I'm just numb. That surprises me; I'm more affected by Smith's death than I thought I would be. I like his music, but it's not a touchstone of my musical life. Yet I spent today shuffling around gloomy, distractible, and listless. Perhaps it's the sense of huge waste: early Heatmiser albums gave no hint that Smith could write the intense, focused, barely-there songs on his first two solo albums, with hushed singing that forced you to listen. Still less did those albums prepare you for the melodicism and textured orchestration of his last two albums, as if Simon and Garfunkel collaborated with Lennon and McCartney.
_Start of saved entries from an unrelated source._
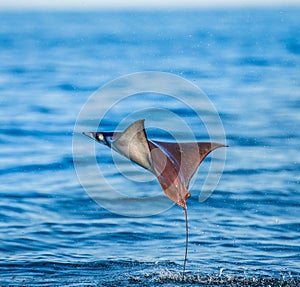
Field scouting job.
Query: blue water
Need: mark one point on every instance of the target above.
(53, 234)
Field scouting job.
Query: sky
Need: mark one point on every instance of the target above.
(94, 4)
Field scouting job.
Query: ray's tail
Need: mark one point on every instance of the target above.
(186, 239)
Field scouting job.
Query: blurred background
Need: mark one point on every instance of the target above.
(244, 55)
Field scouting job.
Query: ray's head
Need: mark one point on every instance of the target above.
(99, 137)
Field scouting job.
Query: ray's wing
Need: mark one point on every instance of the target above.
(188, 155)
(133, 144)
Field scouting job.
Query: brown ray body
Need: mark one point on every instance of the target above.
(174, 164)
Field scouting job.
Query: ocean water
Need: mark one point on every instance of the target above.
(247, 233)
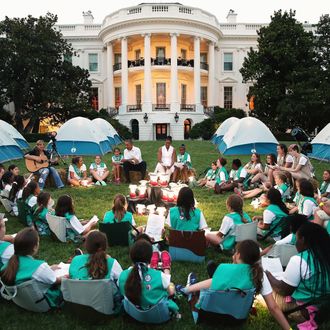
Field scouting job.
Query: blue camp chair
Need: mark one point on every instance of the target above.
(187, 245)
(229, 307)
(155, 315)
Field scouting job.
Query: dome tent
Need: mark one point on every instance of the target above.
(15, 134)
(9, 149)
(108, 130)
(222, 129)
(79, 136)
(248, 135)
(321, 144)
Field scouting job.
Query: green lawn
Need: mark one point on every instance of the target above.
(97, 200)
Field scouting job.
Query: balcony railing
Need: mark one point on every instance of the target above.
(134, 108)
(187, 107)
(161, 107)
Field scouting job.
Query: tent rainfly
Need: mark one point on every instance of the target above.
(222, 129)
(15, 134)
(246, 136)
(79, 136)
(108, 130)
(321, 144)
(9, 149)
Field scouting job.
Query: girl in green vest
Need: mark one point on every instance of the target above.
(96, 264)
(6, 246)
(307, 203)
(22, 267)
(244, 273)
(40, 211)
(307, 275)
(185, 216)
(225, 237)
(144, 286)
(272, 215)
That sense of waste grows from that capacity for surprise: who knows where Smith's music might have gone, what it might have achieved. And I'm sick, just sick, of stupid decisions: not only the stupid - but unfathomable and hence difficult for me to condemn - act by which he ended his life, but the stupid decisions about heroin. The truth, though, is that it's hard to say who made that decision. I don't know whether Smith suffered from what we're nowadays pleased to call a "chemical imbalance" - as if the hell of clinical depression can be lessened by giving it such a bland name - but it seems likely, and having known enough people in similar situations, I know they often feel that decisions are things well beyond them. And I'm not in any position to judge the truth of such beliefs. All I'm left wondering is how much you have to hate yourself to stab yourself to death - and where that self-hatred comes from.
I'll tell you what I don't want to hear: I don't want to hear journalists blathering about suffering being noble, about addiction fostering art, and about the glory of outsider cool. I don't know if anyone could have helped Elliott Smith - but there's the rest of us, and if some of us can't be helped, at least we're not as far beyond help as Smith is now.
(Death must be clearing the decks of musicians this year - my grimly humorous attempt to deal with it here.)